The program is also costing the government much less than originally estimated. Medicare recently reported a $200 billion reduction in projected outlays over the next decade. Allowing insurance companies that offer prescription drug plans to negotiate with drug manufacturers provides significant savings - nearly $7 billion this year alone. Lower-than-expected drug price growth has resulted in an additional $3.7 billion in savings. With lower prices for consumers, the program is an example of a successful partnership between the public and private sector.
Currently, Medicare Part D has a window for enrolling in or changing plans this year. Open enrollment is available until December 31, which provides an opportunity for new Medicare beneficiaries to take advantage of this valuable benefit and avoid paying a penalty in the future, or for current beneficiaries to change to a new plan to fit their needs. Those satisfied with their coverage do not have to do anything to maintain their current plan. Everyone with Medicare is eligible for this coverage, regardless of income and resources, health status, or current prescription expenses. Competition among private
insurers also leads to comprehensive prescription drug plans for beneficiaries. For those looking to switch plans, there are additional choices for coverage in 2007. In Texas, Medicare recipients can now choose from 60 prescription drug plans, up from 47 in 2006. More plans are also offering coverage for the period between a drug plan's standard level of coverage and the catastrophic coverage level, also known as the doughnut hole. In 2006 most seniors participating in Part D had the opportunity to choose from six plans offering full or partial coverage of the gap. The number of plans offering gap coverage in 2007 has increased to 17.

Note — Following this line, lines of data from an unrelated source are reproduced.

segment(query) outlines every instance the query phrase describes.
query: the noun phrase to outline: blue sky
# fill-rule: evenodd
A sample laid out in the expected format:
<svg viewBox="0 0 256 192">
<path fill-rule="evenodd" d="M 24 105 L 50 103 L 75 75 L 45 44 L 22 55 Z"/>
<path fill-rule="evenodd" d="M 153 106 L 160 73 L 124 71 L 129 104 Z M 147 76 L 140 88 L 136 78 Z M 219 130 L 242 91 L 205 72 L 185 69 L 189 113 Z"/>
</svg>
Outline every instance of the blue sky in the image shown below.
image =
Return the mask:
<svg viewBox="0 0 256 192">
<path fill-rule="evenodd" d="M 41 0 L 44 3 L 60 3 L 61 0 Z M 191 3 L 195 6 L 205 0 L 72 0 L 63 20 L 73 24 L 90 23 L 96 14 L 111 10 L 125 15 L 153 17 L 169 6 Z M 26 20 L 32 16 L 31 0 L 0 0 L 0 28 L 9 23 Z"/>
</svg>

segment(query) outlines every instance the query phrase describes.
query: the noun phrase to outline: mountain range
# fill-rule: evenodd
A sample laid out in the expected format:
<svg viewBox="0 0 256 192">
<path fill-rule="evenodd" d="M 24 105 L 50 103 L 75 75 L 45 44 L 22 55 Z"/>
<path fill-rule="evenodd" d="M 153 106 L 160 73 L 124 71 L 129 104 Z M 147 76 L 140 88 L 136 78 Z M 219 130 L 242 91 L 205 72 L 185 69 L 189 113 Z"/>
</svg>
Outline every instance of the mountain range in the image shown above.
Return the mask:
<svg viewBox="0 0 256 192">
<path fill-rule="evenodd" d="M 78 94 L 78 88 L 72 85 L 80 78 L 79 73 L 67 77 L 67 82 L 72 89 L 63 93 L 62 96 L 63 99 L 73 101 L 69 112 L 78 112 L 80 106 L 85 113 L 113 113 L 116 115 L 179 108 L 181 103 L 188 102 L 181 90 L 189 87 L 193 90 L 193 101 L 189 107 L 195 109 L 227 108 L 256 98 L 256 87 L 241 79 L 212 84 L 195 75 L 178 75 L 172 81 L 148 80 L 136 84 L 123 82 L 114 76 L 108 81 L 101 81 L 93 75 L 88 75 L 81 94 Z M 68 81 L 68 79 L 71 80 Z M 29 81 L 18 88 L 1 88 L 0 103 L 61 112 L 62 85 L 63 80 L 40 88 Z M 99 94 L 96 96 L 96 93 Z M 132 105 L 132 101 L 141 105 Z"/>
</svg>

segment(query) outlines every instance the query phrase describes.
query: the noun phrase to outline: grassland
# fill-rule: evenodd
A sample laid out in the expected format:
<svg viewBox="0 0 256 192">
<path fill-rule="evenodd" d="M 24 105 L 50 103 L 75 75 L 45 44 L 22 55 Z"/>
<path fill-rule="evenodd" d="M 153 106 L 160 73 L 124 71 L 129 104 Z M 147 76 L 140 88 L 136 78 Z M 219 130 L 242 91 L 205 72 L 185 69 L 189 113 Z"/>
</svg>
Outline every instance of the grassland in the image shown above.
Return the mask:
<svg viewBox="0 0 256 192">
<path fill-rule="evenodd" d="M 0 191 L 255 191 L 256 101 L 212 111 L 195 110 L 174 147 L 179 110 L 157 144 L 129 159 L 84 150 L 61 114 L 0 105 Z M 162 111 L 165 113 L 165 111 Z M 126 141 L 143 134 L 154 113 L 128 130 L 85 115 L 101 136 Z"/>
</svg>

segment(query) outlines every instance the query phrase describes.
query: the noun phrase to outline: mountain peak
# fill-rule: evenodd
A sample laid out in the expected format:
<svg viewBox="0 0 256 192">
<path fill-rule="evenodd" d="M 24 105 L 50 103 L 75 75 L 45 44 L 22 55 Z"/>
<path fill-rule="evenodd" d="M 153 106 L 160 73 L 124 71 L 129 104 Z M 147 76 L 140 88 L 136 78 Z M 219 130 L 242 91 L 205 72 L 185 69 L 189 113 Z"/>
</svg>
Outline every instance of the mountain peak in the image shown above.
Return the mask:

Prices for prescription drugs are also declining - especially for generics. Several retail chains have recently introduced $4 monthly generic prescriptions for over 300 drugs in their pharmacies across the United States.
I will continue working with my colleagues in the Senate to improve the Medicare program for all seniors and, most importantly, educating them on how to utilize the benefits it offers. With lower prices for brand-name drugs, proliferation of generic drugs, and more competition between private drug plans, benefits are enjoyed by both customers and taxpayers.